In this paper we have studied the relaxation dynamics of a multihierarchical polymer structure which was built by replicating the fractal dual Sierpinski gasket in shape of a regular dendrimer. The relaxation dynamics has been studied in the the framework of generalized Gaussian structures model by employing, both, Rouse and Zimm approaches. In the Rouse model, taking the advantage that the main relaxation patterns depend only on the eigenvalues, we have shown a procedure whereby the whole eigenvalue spectrum of the connectivity matrix of the DSGRSD structure can be determined iteratively. Based on the eigenvalues obtained in the interative manner we were able to investigate the dynamics of the multihierarchical structure at very large generations, impossible to attain through numerical diagonalizations. In the Rouse type-approach, where the interactions are considered only between nearest neighbors monomers, the general picture that emerges is that the multihierarchical structure preserves the individual behaviors of its constituents.

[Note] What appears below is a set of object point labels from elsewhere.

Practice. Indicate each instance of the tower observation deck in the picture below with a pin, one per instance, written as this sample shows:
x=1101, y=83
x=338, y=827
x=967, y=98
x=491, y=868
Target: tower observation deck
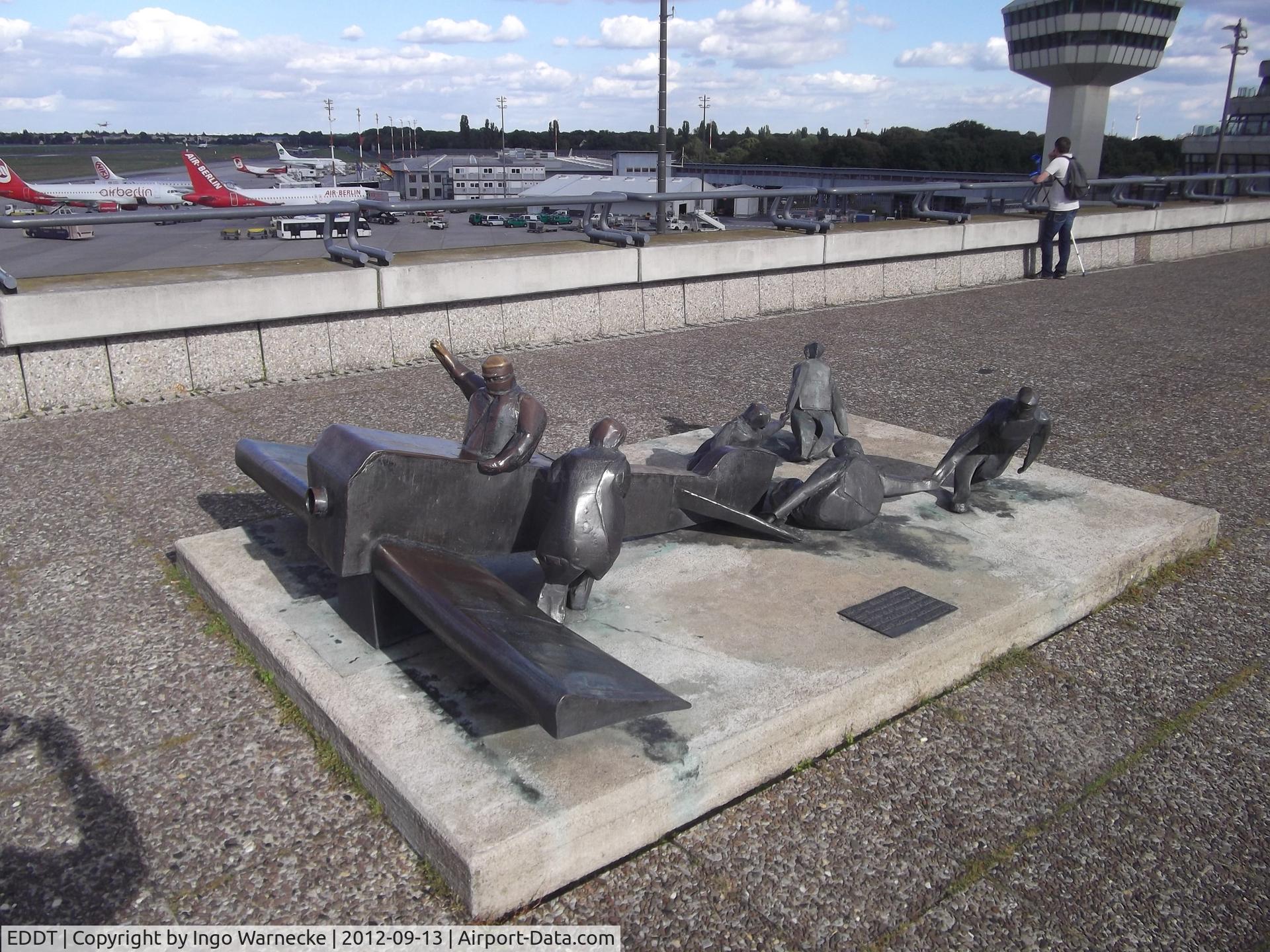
x=1080, y=48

The intermediate time/frequency domain of the dynamical quantities divides into two regions, each region showing the typical behavior of a component of the multihierarchical structure.

Beside the dynamical quantities we have investigated in this paper, many other dynamical quantities can be determined based on eigenvalue spectrum of the connectivity matrix; mean first passage time of a random walk [81,82], the dielectric relaxation functions [39], the NMR relaxation functions [62,83], to recall but a few. Therefore, the knowledge of the eigenvalue spectrum is of great importance leading to further scientific advances.

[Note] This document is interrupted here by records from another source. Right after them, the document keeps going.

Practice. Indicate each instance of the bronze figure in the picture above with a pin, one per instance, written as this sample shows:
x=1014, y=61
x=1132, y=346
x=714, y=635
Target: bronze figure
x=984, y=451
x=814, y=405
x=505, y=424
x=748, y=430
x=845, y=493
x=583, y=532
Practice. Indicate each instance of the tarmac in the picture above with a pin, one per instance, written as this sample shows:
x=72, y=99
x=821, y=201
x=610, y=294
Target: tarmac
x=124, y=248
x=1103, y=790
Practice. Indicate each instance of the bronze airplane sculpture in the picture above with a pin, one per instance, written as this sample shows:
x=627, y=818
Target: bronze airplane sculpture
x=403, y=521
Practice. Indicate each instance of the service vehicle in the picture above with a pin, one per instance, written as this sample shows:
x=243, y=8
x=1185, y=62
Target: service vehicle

Remarkably, the multihierarchical structure still holds the original individual relaxation behaviors of its components even with the hydrodynamic interactions taken into account. Although the dual Sierpinski gasket was replicated in form of a dendrimer and in the Zimm approach one allows to each monomer to interact with any other, not only with nearest neighbors, the intermediate domain of the dynamical quantities still splits into two independent regions, each highlighting the individual dynamics of a constituent component of the multihierarchical structure.

These results have been obtained for the case of fully-flexible Gaussian multihierarchical structure and without the consideration of the excluded volume constraints and the entanglement effects. The inclusion of the excluded volume effects and a comparison between the results obtained in the Zimm-type approach with the ones obtained by using Brownian dynamics simulations with the hydrodynamic interactions will be the subject of a future work.

We address the DSGRSD structure as possible theoretical models for the relaxation dynamics of different polymer systems as associative polymer networks, micelle networks, physical polymer gels, and supramolecular dendritic polymer networks.